Supported models for fine-tuning
Effective August 1, 2024 Anyscale Endpoints API will be available exclusively through the fully Hosted Anyscale Platform. Multi-tenant access to LLM models will be removed.
With the Hosted Anyscale Platform, you can access the latest GPUs billed by the second, and deploy models on your own dedicated instances. Enjoy full customization to build your end-to-end applications with Anyscale. Get started today.
The following table provides a list of models available for fine-tuning. Each model has a context length, or, the maximum number of tokens the model can process in a single input. The context length depends on whether you're running inference on the base model, fine-tuning the base model, or running inference on the fine-tuned model.
Model | Size | Base context length | Fine-tuning context length | Inferencing context length |
---|---|---|---|---|
meta-llama/Meta-Llama-3-8B-Instruct | 8B | 8192 tokens | Up to 32768 tokens | The greater of the base context length and fine-tuning context length used. |
meta-llama/Meta-Llama-3-70B-Instruct | 70B | 8192 tokens | Up to 16384 tokens | The greater of the base context length and fine-tuning context length used. |
mistralai/Mistral-7B-Instruct-v0.1 | 7B | 8192 tokens | Up to 8192 tokens | The greater of the base context length and fine-tuning context length used. |
mistralai/Mixtral-8x7B-Instruct-v0.1 | 8x7B | 32768 tokens | Up to 32768 tokens | The greater of the base context length and fine-tuning context length used. |
Fine-tuning a model with a context length longer than its base context length may increase training time and result in reduced model quality.
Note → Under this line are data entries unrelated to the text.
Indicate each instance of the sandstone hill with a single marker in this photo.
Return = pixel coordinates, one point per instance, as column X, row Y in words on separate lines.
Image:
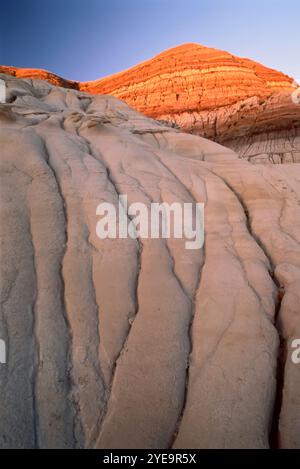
column 209, row 92
column 141, row 343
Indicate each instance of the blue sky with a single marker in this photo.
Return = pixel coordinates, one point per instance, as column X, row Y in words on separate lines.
column 88, row 39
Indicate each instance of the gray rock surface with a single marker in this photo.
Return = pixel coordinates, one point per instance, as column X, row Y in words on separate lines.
column 141, row 343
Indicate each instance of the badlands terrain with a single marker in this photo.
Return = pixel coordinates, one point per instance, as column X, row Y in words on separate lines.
column 209, row 92
column 141, row 343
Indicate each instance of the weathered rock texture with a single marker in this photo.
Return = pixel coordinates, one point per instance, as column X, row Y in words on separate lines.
column 141, row 343
column 209, row 92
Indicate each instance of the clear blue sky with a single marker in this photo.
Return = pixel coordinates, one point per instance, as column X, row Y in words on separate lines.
column 88, row 39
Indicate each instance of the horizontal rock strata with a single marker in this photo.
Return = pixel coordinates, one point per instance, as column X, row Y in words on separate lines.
column 234, row 101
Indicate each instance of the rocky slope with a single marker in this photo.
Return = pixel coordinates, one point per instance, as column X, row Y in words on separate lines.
column 209, row 92
column 141, row 343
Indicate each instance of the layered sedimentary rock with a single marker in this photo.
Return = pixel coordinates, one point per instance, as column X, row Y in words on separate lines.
column 141, row 343
column 212, row 93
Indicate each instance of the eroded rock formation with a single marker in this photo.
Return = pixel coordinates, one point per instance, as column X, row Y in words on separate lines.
column 209, row 92
column 141, row 343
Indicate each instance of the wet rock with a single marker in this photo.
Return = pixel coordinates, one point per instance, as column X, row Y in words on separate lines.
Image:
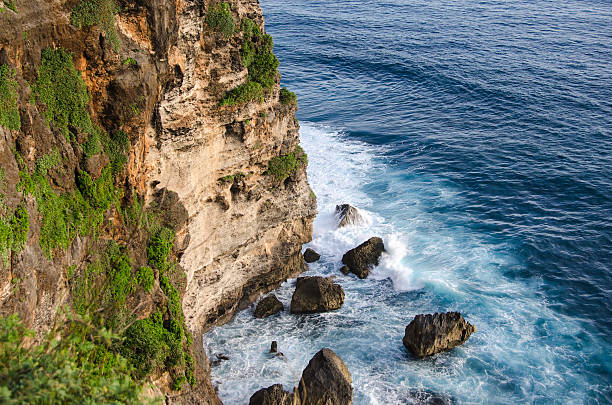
column 268, row 306
column 273, row 395
column 365, row 256
column 348, row 215
column 423, row 397
column 326, row 381
column 430, row 334
column 316, row 294
column 310, row 256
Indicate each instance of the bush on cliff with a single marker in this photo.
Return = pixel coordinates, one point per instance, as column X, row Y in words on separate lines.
column 219, row 18
column 74, row 364
column 98, row 12
column 9, row 114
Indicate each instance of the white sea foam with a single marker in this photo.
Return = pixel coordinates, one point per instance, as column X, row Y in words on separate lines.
column 523, row 351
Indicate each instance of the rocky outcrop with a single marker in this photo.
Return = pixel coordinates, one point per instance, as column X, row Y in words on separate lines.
column 316, row 294
column 273, row 395
column 430, row 334
column 365, row 256
column 153, row 73
column 268, row 306
column 348, row 215
column 326, row 381
column 310, row 256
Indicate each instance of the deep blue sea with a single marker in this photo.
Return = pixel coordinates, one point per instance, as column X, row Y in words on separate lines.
column 476, row 138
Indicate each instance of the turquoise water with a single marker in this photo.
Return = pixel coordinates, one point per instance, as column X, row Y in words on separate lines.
column 476, row 138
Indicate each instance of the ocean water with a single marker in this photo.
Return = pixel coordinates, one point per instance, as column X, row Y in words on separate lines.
column 476, row 138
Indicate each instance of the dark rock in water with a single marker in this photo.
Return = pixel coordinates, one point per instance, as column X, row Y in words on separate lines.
column 348, row 215
column 363, row 257
column 273, row 395
column 430, row 334
column 316, row 294
column 326, row 381
column 268, row 306
column 422, row 397
column 310, row 256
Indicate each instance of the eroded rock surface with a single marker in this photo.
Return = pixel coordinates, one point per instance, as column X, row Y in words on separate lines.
column 268, row 306
column 361, row 259
column 326, row 381
column 430, row 334
column 348, row 215
column 310, row 256
column 316, row 294
column 273, row 395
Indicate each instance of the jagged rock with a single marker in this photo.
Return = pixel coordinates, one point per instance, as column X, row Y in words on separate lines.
column 268, row 306
column 326, row 381
column 430, row 334
column 273, row 395
column 363, row 257
column 423, row 397
column 348, row 215
column 310, row 256
column 316, row 294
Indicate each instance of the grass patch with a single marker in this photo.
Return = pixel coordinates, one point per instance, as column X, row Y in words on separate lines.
column 65, row 215
column 249, row 91
column 284, row 166
column 9, row 114
column 219, row 18
column 60, row 87
column 98, row 12
column 146, row 278
column 287, row 97
column 73, row 362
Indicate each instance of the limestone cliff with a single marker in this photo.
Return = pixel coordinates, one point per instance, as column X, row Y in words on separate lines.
column 155, row 73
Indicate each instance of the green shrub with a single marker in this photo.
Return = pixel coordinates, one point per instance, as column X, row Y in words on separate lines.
column 74, row 364
column 98, row 12
column 159, row 248
column 146, row 278
column 9, row 114
column 10, row 4
column 219, row 18
column 284, row 166
column 249, row 91
column 287, row 97
column 116, row 145
column 62, row 90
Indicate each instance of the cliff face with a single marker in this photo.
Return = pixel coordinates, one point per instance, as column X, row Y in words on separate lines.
column 155, row 71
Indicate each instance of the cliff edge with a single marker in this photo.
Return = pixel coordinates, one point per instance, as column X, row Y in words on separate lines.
column 152, row 178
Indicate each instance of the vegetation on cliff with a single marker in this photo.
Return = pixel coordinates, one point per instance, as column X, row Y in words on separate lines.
column 9, row 114
column 259, row 59
column 283, row 166
column 88, row 13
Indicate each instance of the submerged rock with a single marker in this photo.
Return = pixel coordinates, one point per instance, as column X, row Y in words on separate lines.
column 348, row 215
column 363, row 257
column 316, row 294
column 310, row 256
column 273, row 395
column 423, row 397
column 326, row 381
column 268, row 306
column 430, row 334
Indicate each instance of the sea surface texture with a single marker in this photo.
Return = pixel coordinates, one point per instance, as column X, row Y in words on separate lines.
column 476, row 138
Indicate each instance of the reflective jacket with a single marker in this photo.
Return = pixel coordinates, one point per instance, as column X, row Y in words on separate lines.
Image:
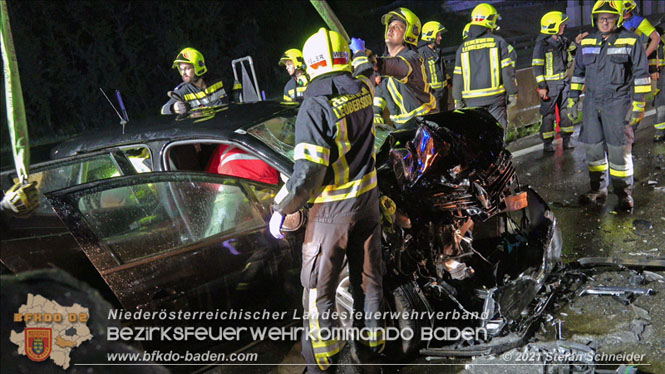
column 233, row 161
column 550, row 59
column 434, row 65
column 484, row 69
column 334, row 153
column 403, row 89
column 612, row 68
column 294, row 90
column 194, row 97
column 643, row 28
meta-llama/Llama-2-7b-chat-hf
, meta-llama/Llama-2-13b-chat-hf
, meta-llama/Llama-2-70b-chat-hf
have transitioned to the legacy models list. Moving forward, for fine-tuning a similar or better model, use meta-llama/Meta-Llama-3-8B-Instruct
or meta-llama/Meta-Llama-3-70B-Instruct
.
Serving support for fine-tuned Llama-2 models expires on June 15, 2024.